Secara serentak, pusat-pusat produksi pengetahuan di masa Orde Baru melukiskan kemajuan seperti garis linear, yang digambarkan dari tepi bawah menuju keatas secara gradasi. Dalam operasi-operasi yang digalakkan aparatus pemerintah, mewujudkan pembangunan seperti ini berarti mengangkat derajat rakyat dari kemiskinan, kebodohan, ketidakrasionalan, kejumudan, anti sistem ke derajat yang lebih baik (digambarkan sebagai garis lurus keatas) melalui proses-proses yang bertahap. Seperti menggambarkan kembali teori evolusi sosiokultural sebagai usaha melihat perubahan-perubahan baru, para pakar dan pengambil kebijakan di Indonesia mereformulasi berdasarkan skema dan tuntutan yang ada di Indonesia. Pembangunan misalnya dinyatakan sebagai hasil alamiah perkembangan bangsa Indonesia yang sudah dipraktikkan selama ratusan tahun, dan oleh karena itu negara Orde Baru berkewajiban merumuskannya kembali .
Tendensi untuk melegitimasi moralitas kemajuan berlangsung dalam tingkat yang ekspansif dan nyaris totalitarian. Tidak ada keraguan, untuk menarik garis dari bawah ke atas, praktik sosial berupa kekerasan, pembunuhan masal, dan pembungkaman politik dilegitimasi demi mencapai tujuan-tujuan suci itu. Komunitas yang otentik dalam konteks ini dibayangkan sebagai bentuk kelompok yang sederhana, homogen dengan ikatan komunalnya yang kental. Studi antropologi di Indonesia menggambarkan nilai otentisitasnya ini dengan memilih topik-topik seperti; kearifan nilai tradisi, sistem keagamaan, kekerabatan. Namun demikian, deskripsi antropologis pada akhirnya tidak dapat menolak kenyataan adanya perubahan akibat proyek pembangunan di tengah komunitas sederhana seperti ini. Para antropolog akhirnya berusaha melacak potensi-potensi tradisi dalam beradaptasi dengan nilai-nilai baru (pembangunan).
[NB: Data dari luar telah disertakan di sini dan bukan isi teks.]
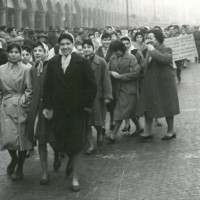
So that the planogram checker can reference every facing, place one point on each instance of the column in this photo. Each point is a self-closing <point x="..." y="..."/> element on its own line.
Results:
<point x="31" y="16"/>
<point x="18" y="18"/>
<point x="2" y="17"/>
Keluaran paling dominan dari kajian seperti ini biasanya berupa reproduksi konsep yang kemudian menjadi kecenderungan dominan; adaptasi, harmonisasi, integrasi dan lain-lain.
Akan tetapi perubahan di Indonesia, dan seperti juga terjadi di negara Asia lain, modernisasi pada umumnya dinyatakan sebagai akibat-akibat perubahan yang dilesakkan dari luar, dalam hal ini Barat. Perubahan kearah modernisasi ini dinyatakan sebagai sesuatu yang baru yang kemudian sedikit banyak merubah kondisi status quo. Tentu saja perubahan yang Eurosentrisme ini tidak mudah diterima dan kenyataan ini pada akhirnya akan melahirkan kelompok masyarakat yang progresif dan konservatif. Meskipun keadaan kelompok ini tidak selalu mudah digolongkan secara tegas, kenyataan terjadinya polarisasi dan ketidakseragaman dalam menerima perubahan modernisasi ini mempertegas antropolog dan pakar ilmu sosial dari negara Barat yang melukiskan wilayah seperti Indonesia ke dalam model masyarakat transisi. JH Boeke misalnya melukiskan dualisme sistem perekonomian yang tidak terelakkan bagi transisi di Indonesia. Sistem kapitalisme industrial yang dikenalkan negara kolonial, secara umum melahirkan dualisme ganda antara sistem kapitalis dan subsisten. Kemudian sekitar tahun 1939, F.S. Furnivall menggambarkan plural economy sebagai dua sistem yang pada prinsipnya tidak mungkin dipertemukan namun bersanding hidup di berbagai tempat di pulau Jawa. Kekhasan ini mengisaratkan kendala yang bakal terjadi jika pemerintah Hindia Belanda “memaksakan” kehendak untuk meng-Eropa-kan Jawa dan sekitarnya.
Akan tetapi keunikan ini digambarkan secara lain oleh Clifford Geertz.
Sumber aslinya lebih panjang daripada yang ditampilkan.